После XVI в. мысль воспаряет, и добрый человек становится человеком душевным, или, как говорил Владимир Даль, ‘добро любящий, склонный к добру, добро творящий’ и оттого ‘мягкосердый, жалостливый’, что способно, впрочем, и к беде привести, потому что такой человек ‘слабый умом и волей’. Возносясь от вещи и обращаясь к идее, человек отчасти утрачивает прагматически-хозяйственные свойства и теперь на добро смотрит как на благо. Он слишком мягок, чтобы жить в суровом вещном мире, зато он нужен вечному миру. Он жалостлив — тронулся: ни ума, ни воли, только чувство одно. Желание показать «что-нибудь из черточек русского духа» приводит Василия Розанова к решению: «Я думаю, две главные: мягкость и окончательность (неполовинчатость). Сурового человека русские не выносят, разве на минуту» [Розанов 1990: 390].

Исконное значение слова доброта осталось для обозначения вещи (ее добротность как высшее качество), второе исчезает у нас на глазах (Даль его знал, а нам оно чуждо), третье же сохраняется для обозначения человека, являя собою идею порядочности. И ударение в слове изменилось. Вместо добротной конкретно добро́ты теперь собирательно доброта́. То, что относится к человеку, воплощено не в вещи, но в идее; мысль не скользит вниз от слова, но стремится кверху, туда, где вместился идеал. Человек очеловечивается, он не желает быть вещью. Он не тварь, но творение.

Родовое качество доброты развивается, обобщая многие видовые. Внутренний смысл слова при этом сохраняет родовое значение, передавая его под формой видового: так в русском слове постоянно пульсирует символ.

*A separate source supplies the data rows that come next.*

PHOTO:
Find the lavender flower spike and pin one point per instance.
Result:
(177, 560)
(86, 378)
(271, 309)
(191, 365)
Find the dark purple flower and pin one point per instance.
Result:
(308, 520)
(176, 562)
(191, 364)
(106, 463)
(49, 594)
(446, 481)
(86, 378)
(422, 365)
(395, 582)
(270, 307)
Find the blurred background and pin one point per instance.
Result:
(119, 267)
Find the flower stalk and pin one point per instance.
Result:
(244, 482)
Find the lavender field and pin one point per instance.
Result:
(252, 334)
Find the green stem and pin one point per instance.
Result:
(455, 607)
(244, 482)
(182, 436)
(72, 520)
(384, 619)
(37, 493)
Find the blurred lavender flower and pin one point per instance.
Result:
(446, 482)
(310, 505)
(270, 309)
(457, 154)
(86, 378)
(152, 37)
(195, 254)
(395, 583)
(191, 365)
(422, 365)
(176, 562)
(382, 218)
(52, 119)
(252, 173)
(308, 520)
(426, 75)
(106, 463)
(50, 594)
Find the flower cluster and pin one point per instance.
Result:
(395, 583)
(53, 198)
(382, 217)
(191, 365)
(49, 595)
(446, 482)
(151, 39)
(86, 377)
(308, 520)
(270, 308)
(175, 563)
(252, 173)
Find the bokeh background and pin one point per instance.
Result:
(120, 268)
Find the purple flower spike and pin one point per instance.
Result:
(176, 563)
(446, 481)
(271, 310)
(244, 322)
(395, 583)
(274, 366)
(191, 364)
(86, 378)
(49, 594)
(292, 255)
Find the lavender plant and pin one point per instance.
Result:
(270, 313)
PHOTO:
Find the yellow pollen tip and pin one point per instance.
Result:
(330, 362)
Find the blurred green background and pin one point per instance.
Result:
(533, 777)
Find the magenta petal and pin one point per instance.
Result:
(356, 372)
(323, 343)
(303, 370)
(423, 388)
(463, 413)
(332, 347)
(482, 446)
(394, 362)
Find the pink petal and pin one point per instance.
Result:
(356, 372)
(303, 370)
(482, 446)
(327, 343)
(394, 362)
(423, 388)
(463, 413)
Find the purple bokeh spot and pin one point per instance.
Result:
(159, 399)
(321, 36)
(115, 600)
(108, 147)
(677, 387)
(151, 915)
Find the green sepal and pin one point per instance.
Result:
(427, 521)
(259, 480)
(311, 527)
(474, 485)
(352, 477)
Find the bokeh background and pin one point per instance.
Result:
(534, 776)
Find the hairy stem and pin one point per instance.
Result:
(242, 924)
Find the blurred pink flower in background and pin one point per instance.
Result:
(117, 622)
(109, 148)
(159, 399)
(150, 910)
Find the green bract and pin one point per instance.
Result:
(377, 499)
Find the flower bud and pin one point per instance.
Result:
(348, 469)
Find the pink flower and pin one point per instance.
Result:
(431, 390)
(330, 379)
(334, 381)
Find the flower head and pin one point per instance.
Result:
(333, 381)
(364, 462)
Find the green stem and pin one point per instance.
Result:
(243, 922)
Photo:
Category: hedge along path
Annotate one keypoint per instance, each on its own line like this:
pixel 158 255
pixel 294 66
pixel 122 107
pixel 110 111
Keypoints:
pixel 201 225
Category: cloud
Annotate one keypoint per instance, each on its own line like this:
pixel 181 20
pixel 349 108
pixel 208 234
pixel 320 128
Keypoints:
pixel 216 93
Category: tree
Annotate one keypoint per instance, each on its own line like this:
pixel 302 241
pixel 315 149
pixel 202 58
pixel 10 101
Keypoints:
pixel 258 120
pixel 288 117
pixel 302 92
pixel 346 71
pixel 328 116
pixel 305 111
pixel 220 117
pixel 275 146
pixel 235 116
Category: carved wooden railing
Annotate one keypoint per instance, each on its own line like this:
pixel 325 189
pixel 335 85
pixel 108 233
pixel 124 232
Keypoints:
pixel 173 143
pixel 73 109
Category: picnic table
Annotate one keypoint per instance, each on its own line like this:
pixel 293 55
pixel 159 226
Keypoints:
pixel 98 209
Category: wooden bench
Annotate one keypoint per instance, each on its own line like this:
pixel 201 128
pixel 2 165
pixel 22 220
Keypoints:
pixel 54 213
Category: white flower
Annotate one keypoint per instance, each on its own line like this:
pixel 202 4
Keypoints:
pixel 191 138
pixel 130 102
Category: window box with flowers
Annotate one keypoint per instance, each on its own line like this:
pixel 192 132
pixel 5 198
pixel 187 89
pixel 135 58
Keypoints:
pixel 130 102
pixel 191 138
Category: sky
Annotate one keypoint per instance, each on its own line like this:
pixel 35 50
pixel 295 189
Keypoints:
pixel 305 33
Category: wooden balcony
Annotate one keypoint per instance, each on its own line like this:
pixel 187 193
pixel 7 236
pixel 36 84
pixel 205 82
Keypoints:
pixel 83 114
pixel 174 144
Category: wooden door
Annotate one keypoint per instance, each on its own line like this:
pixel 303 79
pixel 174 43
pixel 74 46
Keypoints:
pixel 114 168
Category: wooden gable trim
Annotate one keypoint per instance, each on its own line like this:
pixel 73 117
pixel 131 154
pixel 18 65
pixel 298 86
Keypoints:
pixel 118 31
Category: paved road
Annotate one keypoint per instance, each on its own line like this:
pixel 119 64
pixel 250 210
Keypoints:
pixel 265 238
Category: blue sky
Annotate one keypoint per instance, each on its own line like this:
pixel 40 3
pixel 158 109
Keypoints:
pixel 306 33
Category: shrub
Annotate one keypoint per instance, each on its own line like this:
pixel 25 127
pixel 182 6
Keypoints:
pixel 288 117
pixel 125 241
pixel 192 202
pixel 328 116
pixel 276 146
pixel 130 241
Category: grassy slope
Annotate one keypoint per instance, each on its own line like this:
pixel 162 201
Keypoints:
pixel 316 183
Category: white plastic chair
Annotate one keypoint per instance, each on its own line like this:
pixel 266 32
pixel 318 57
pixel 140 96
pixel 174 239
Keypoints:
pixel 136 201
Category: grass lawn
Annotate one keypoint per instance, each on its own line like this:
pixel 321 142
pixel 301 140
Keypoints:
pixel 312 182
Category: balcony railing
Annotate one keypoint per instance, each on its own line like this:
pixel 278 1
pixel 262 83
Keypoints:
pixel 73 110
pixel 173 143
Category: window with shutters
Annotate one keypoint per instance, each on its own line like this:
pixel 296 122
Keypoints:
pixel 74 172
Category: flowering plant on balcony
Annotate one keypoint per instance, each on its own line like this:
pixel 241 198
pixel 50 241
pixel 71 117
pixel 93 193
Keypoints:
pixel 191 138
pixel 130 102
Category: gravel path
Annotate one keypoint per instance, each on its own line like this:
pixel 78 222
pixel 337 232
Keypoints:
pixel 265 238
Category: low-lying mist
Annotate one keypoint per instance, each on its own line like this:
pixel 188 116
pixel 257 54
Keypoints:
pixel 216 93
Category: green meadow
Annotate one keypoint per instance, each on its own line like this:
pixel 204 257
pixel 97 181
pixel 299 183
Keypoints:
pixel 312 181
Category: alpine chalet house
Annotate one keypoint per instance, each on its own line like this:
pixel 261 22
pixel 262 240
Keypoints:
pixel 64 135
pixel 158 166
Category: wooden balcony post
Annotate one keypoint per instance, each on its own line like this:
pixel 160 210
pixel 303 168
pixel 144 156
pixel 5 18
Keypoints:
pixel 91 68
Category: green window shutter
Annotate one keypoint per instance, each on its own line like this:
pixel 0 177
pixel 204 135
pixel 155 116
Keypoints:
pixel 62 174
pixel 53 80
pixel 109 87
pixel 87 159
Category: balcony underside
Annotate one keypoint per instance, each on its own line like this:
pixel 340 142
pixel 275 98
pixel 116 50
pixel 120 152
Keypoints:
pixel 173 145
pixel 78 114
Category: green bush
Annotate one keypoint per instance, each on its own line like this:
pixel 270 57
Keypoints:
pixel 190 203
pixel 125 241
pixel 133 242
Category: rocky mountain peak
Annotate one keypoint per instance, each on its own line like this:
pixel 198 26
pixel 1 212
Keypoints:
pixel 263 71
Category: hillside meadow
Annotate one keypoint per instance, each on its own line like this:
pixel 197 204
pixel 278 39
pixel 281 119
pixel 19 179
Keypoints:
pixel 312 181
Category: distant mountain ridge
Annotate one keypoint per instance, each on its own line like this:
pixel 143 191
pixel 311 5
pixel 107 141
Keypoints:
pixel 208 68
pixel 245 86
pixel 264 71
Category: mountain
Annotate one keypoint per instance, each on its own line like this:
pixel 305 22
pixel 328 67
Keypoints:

Два примера для наглядности.

Старинное слово изящный внутренней формой своей всегда постоянно: ‘изъятый (из ряда себе подобных)’, чем-то отличный от них — особенный, не как все, В древнерусских текстах под изящным понимали исключительной силы богатыря, изящен, в частности, Илья Муромец, мужчина грузный, крепкий и сильный. В Средние века изящный изменяет свой тип. Изящен чем-то известный, славный («полководец изящен и удал велми»), а позже так и вовсе чрезмерно ‘богатый’. От богатыря до богача путь не близкий, но родовой смысл слова, его первосмысл допускает и этот ход мысли. Допускает он и то изменение смысла, которое случилось под влиянием французских слов в XVIII в. (elegant и прочих). Изящный теперь — человек со вкусом, также выделяющим его из других, ему подобных. Так родовой смысл слова ‘изъятый—избранный’, постоянно изменяясь в конкретных своих значениях (‘сильный’ > ‘известный’ > ‘богатый’ > ‘со вкусом’) в зависимости от реалий жизни — от вещи — и создавал как бы новые формы слова, сохраняя при этом его праформу.

Но может измениться не только вещное содержание слова, его денотат, предметное значение, но и сама идея — исходный первосмысл (десигнат) — признак различения.

Вот самые древние обозначения храброго человека:

буй — по физической силе (буй тур Всеволод);

добль — по духовной доблести (доблий подвижник Божий);

дерзъ — по энергии действия (враг дерзок и нагл).

Все слова — прилагательные, выражают типичный признак лица и потому не имеют степеней качества. Нельзя быть доблее или буее. Типичные качества абсолютны в своем проявлении.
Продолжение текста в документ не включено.